Wir haben bereits in früheren Artikeln für die HTC Vive geschwärmt und sie zum damals besten VR-Device erklärt. Nun jährt sich der Verkaufsstart der finalen Modelle an Endkunden zum ersten Mal und es ist Zeit, dieses anspruchsvolle und nicht gerade günstige Stück Technologie zu testen. Wie gut schlägt sich HTC Vive in beengten Räumen? Wie gut ist die Performance mit einem Rechner den wohl niemand als High End bezeichnen würde? Wie ist der Tragekomfort? Was müssen Brillenträger beachten? Viele Fragen, ein stolzer Preis. Los gehts.
Ein großes Spielzimmer ist Pflicht
HTC Vive Raum Einrichtung 1 (Bild © HTC)Die HTC Vive kann mit und ohne Bewegungserkennung genutzt werden. Wer sich mit der VR-Brille auf dem Schreibtischstuhl oder der Couch niederlassen will kann dies tun, muss aber gegebenenfalls den Standort des Rechners beachten damit die Kabel nicht unter Zug stehen (mehr dazu im Abschnitt zum Tragekomfort). Wer allerdings den vollen VR-Spaß wünscht, der braucht einiges an Platz. Der minimal notwendige Raum wird von HTC mit einer Fläche von 1,50 x 2,00 Meter angegeben. In der Realität, wenn z.B. eines der Lighthouses nicht extra auf einem Stativ sondern eher auf einem ohnehin im Zimmer vorhandenen Bücherregal platziert wird, sollte man mindestens eine Fläche von 2,00 x 2,00 Metern bereithalten.
HTC Vive Raum Einrichtung 2 (Bild © HTC)
Räume ab dieser Größe erlauben es, den PC samt traditionellem Monitor in der Nähe aufzubauen damit man sich auch bewegen kann ohne an den Kabeln zu ziehen.

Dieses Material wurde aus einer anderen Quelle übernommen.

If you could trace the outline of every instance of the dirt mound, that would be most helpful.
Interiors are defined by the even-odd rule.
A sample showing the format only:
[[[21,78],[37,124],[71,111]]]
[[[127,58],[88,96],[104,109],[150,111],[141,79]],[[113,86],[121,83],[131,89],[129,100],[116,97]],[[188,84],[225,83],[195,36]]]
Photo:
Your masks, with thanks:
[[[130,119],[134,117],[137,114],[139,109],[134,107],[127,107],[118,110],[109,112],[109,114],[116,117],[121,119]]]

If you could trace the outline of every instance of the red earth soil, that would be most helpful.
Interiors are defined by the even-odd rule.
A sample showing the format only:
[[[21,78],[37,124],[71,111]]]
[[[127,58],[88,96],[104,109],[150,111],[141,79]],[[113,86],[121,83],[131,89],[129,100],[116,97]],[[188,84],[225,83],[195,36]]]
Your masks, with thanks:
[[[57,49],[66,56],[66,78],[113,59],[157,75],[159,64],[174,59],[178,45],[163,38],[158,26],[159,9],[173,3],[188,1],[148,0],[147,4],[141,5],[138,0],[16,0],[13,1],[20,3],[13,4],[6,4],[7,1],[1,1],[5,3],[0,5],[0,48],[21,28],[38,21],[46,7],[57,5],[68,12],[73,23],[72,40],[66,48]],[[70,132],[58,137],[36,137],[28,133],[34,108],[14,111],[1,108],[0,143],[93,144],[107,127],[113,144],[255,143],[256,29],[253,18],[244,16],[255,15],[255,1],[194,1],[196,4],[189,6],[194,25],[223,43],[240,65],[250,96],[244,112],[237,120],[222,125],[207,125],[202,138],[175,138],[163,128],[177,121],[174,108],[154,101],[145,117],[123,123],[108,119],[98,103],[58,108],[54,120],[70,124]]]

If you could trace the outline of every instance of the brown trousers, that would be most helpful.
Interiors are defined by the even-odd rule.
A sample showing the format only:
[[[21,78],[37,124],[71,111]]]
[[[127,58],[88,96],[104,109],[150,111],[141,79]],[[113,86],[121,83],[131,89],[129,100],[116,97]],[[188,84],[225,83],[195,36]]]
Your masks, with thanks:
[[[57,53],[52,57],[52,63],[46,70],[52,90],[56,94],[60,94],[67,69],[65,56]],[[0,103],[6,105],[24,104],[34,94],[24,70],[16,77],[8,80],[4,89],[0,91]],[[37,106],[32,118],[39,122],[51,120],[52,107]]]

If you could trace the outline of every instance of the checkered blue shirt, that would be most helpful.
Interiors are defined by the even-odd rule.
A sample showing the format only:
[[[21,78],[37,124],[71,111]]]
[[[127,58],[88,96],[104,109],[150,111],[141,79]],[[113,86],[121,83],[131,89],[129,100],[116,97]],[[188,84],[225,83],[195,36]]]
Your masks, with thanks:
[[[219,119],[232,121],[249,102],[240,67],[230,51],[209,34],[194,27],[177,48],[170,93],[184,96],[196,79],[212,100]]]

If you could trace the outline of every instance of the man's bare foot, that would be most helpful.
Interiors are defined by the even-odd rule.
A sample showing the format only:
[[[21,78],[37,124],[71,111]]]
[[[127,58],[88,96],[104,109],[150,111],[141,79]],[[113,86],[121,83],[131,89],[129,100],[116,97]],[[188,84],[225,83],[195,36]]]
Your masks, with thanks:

So können sich auch Besucher, die die Vive ausprobieren möchten oder vorgeführt bekommen sollen, im gleichen Raum aufhalten. Bereits beim aufstellen der Lighthouses und dem folgenden einmessen der zum Spielen vorgesehenen Fläche mit Hilfe der HTC Vive Controller bleibt also eine erste Erkenntnis stehen: Ein großes Spielzimmer ist pflicht. Wer im Wohnzimmer spielt sollte es, je nach individueller Wohnungsgestaltung, leichter haben eine entsprechende freie Fläche zu bekommen. Ab einer Freifläche von etwa ab 2,80 x 2,80 Metern entfaltet die HTC Vive ihre ganze Brillianz, man kann sich durch die virtuelle Welt bewegen ohne ständig im Hinterkopf zu haben, dass man eigentlich vor einer Zimmertür steht und ohne dass man zu oft durch das ins Spiel projizierte Chaperone-Gitter aus der virtuellen Realität heraus gerissen wird.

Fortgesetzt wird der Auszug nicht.